How to Write a Changelog Entry in English
Learn the English vocabulary and conventions for writing clear, user-facing changelog entries for features, fixes, and breaking changes.
A changelog entry is short by design, which makes precise word choice matter more, not less — a vague verb or an unclear scope can leave users confused about whether a change affects them. English changelogs follow fairly consistent conventions (a small set of standard verbs, consistent tense, clear categorization) that make them fast to scan. This guide covers the vocabulary and structure behind a well-written entry.
Key Vocabulary
Added — the standard verb for a new feature or capability that didn’t exist before, used in the past tense at the start of an entry. “Added: support for exporting reports as CSV files.”
Fixed — the standard verb for a resolved bug, used to describe what was broken and now works correctly. “Fixed: dashboard filters were not persisting after a page refresh.”
Changed — used for a modification to existing behavior that isn’t strictly a new feature or a bug fix, such as a UI adjustment or a default setting update. “Changed: default pagination size increased from 10 to 25 items per page.”
Deprecated — used to mark a feature that still works but is planned for removal, giving users advance notice before it becomes a breaking change.
“Deprecated: the v1/users endpoint is deprecated and will be removed in a future release. Use v2/users instead.”

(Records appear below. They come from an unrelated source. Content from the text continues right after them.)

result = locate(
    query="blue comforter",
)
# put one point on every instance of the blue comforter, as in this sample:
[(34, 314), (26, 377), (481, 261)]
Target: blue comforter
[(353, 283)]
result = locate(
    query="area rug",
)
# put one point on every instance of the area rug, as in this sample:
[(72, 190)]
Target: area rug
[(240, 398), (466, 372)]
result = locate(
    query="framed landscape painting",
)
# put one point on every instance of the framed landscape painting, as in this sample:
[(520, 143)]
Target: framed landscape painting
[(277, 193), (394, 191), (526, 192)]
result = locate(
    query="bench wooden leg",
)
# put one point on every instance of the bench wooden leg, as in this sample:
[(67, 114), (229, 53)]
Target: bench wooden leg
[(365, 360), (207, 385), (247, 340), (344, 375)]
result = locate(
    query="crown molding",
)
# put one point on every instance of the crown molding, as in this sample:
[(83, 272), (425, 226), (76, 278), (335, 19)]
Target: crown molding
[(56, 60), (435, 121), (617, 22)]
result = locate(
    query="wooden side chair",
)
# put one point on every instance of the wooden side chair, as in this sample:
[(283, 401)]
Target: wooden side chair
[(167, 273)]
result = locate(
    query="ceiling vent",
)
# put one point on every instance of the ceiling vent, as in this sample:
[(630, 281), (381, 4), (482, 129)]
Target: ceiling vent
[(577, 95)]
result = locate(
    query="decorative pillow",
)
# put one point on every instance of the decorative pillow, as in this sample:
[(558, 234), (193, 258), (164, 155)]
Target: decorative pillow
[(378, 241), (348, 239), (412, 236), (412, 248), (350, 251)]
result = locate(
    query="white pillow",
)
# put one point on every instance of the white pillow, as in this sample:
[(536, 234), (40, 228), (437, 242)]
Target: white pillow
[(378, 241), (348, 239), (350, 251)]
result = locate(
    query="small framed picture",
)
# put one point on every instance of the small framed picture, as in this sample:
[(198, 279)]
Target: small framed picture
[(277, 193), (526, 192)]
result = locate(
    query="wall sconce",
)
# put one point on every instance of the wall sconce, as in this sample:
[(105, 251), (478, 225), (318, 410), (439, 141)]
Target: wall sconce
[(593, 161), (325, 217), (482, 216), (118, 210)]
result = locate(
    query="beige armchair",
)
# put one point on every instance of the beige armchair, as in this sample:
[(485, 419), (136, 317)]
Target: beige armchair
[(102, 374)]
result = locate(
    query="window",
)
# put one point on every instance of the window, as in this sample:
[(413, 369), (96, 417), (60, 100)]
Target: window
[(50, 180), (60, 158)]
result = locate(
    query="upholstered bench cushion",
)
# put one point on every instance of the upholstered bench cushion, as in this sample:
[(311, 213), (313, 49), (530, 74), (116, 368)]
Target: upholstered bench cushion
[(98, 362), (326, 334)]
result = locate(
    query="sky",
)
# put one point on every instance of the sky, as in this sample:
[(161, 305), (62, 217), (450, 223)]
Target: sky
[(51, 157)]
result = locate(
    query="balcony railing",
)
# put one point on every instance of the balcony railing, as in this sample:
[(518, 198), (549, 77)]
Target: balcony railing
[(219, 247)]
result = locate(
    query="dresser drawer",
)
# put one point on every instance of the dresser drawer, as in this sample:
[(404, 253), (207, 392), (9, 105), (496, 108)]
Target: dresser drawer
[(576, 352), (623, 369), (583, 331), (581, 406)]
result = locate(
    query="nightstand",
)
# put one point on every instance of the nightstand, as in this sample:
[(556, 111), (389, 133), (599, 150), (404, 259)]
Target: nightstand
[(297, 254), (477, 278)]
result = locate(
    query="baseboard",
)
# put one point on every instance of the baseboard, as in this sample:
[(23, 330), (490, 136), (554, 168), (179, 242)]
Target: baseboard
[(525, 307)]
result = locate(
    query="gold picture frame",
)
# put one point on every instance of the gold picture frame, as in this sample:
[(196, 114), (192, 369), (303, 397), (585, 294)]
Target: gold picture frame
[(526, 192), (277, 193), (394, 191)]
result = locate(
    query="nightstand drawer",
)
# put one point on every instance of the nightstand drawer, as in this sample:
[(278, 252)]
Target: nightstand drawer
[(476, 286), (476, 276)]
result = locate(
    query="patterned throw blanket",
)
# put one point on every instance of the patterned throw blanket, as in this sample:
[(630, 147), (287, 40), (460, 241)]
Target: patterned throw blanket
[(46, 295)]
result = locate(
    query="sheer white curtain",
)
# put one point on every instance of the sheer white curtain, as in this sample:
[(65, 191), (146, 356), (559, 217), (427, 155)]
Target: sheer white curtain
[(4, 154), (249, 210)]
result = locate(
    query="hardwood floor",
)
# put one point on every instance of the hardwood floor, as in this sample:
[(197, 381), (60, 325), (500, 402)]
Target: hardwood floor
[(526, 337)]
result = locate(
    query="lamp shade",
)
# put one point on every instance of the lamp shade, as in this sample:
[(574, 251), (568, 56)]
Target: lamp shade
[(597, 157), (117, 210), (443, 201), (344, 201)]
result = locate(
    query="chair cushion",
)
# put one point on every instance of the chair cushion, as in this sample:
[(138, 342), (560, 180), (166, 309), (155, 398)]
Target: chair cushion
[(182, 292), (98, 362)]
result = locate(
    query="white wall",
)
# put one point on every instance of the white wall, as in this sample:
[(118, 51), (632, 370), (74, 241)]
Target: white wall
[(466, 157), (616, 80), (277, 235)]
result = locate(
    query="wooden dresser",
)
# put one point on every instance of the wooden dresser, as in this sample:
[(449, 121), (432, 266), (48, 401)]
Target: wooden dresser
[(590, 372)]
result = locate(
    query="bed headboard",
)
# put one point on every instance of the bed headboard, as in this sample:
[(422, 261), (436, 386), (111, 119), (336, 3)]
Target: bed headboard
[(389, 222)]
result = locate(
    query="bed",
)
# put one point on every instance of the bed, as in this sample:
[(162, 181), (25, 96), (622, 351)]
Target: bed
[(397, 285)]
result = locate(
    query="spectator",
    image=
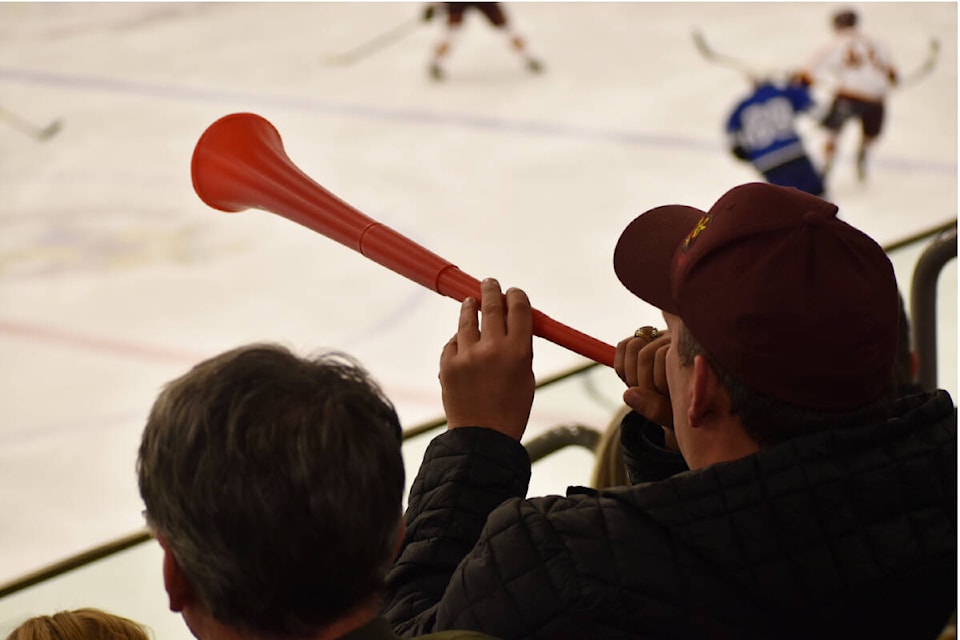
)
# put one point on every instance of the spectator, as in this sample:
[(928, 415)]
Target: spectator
[(274, 485), (79, 624), (816, 504)]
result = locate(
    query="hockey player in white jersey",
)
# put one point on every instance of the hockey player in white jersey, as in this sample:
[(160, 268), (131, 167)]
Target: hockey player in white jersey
[(863, 73)]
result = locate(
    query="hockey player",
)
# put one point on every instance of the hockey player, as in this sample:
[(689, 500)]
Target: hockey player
[(863, 73), (761, 131), (495, 15)]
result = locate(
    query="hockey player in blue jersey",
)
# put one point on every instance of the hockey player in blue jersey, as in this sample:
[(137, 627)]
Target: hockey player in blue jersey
[(761, 131)]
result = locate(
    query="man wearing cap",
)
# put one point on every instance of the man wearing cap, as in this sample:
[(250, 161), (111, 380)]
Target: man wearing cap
[(816, 504)]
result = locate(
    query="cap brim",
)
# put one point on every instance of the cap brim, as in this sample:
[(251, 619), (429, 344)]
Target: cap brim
[(645, 251)]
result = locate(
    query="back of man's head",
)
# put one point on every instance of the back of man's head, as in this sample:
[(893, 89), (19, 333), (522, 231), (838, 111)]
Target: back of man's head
[(845, 19), (277, 483), (791, 301)]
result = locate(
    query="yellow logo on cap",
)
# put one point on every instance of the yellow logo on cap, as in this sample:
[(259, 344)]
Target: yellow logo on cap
[(697, 230)]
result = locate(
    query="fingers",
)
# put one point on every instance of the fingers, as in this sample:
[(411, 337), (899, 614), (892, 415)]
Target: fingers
[(493, 321), (519, 321), (468, 330), (641, 363)]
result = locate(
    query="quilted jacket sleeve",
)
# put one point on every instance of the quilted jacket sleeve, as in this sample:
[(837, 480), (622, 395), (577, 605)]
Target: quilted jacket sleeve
[(466, 473), (644, 453)]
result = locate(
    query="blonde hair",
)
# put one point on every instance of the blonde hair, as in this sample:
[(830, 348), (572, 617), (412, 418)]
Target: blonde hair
[(79, 624), (610, 469)]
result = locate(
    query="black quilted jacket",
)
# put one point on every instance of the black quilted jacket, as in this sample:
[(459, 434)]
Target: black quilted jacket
[(844, 534)]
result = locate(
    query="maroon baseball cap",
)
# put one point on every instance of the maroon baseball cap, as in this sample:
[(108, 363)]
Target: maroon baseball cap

Breaking change — a change that requires users to update their own code, configuration, or workflow to keep working — the category that requires the clearest, most specific explanation.
“Breaking change: the format parameter is now required on all export requests; previously it defaulted to JSON.”
Migration note — a short instruction accompanying a breaking change, telling users exactly what they need to do to adapt.
“Migration note: update any calls to /export to explicitly include ?format=json if you relied on the previous default.”
Common Phrases
- “Added: [feature], allowing users to [benefit].”
- “Fixed: [issue] that caused [symptom] under [condition].”
- “Changed: [behavior] now [new behavior], previously [old behavior].”
- “Deprecated: [feature] will be removed in [version/date]; use [alternative] instead.”
- “Breaking change: [what changed]. Migration note: [what users need to do].”
Example Sentences
Writing a feature entry: “Added: bulk user invite via CSV upload, allowing admins to invite up to 500 users at once instead of adding them individually.”
Writing a bug fix entry: “Fixed: notifications were occasionally sent twice when a user updated their preferences within a few seconds of a previous update.”
Writing a breaking change entry with a migration note:
“Breaking change: the apiKey field has been renamed to apiToken across all endpoints. Migration note: update any integration code referencing apiKey to use apiToken before upgrading — the old field name will return a 400 error starting in this version.”
Professional Tips
- Start every entry with a standard category verb (Added, Fixed, Changed, Deprecated, Removed) so readers can scan the changelog quickly without reading every sentence in full.
- For Fixed entries, describe the symptom the user actually experienced, not just the internal cause — “fixed a null pointer exception” means nothing to most users, but “fixed a crash when uploading files over 10MB” does.
- Every breaking change entry should include a migration note — a breaking change without instructions forces users to guess, which generates support tickets you could have prevented.
- Keep entries in past tense and consistent in structure throughout the changelog — mixing tenses or formats across entries makes the document feel unpolished even when the underlying work is solid.
Practice Exercise
- Write an “Added” entry for a hypothetical new feature, including the user-facing benefit.
- Write a “Fixed” entry describing a bug from the user’s perspective, not the internal cause.
- Draft a breaking change entry with a migration note for a renamed API parameter.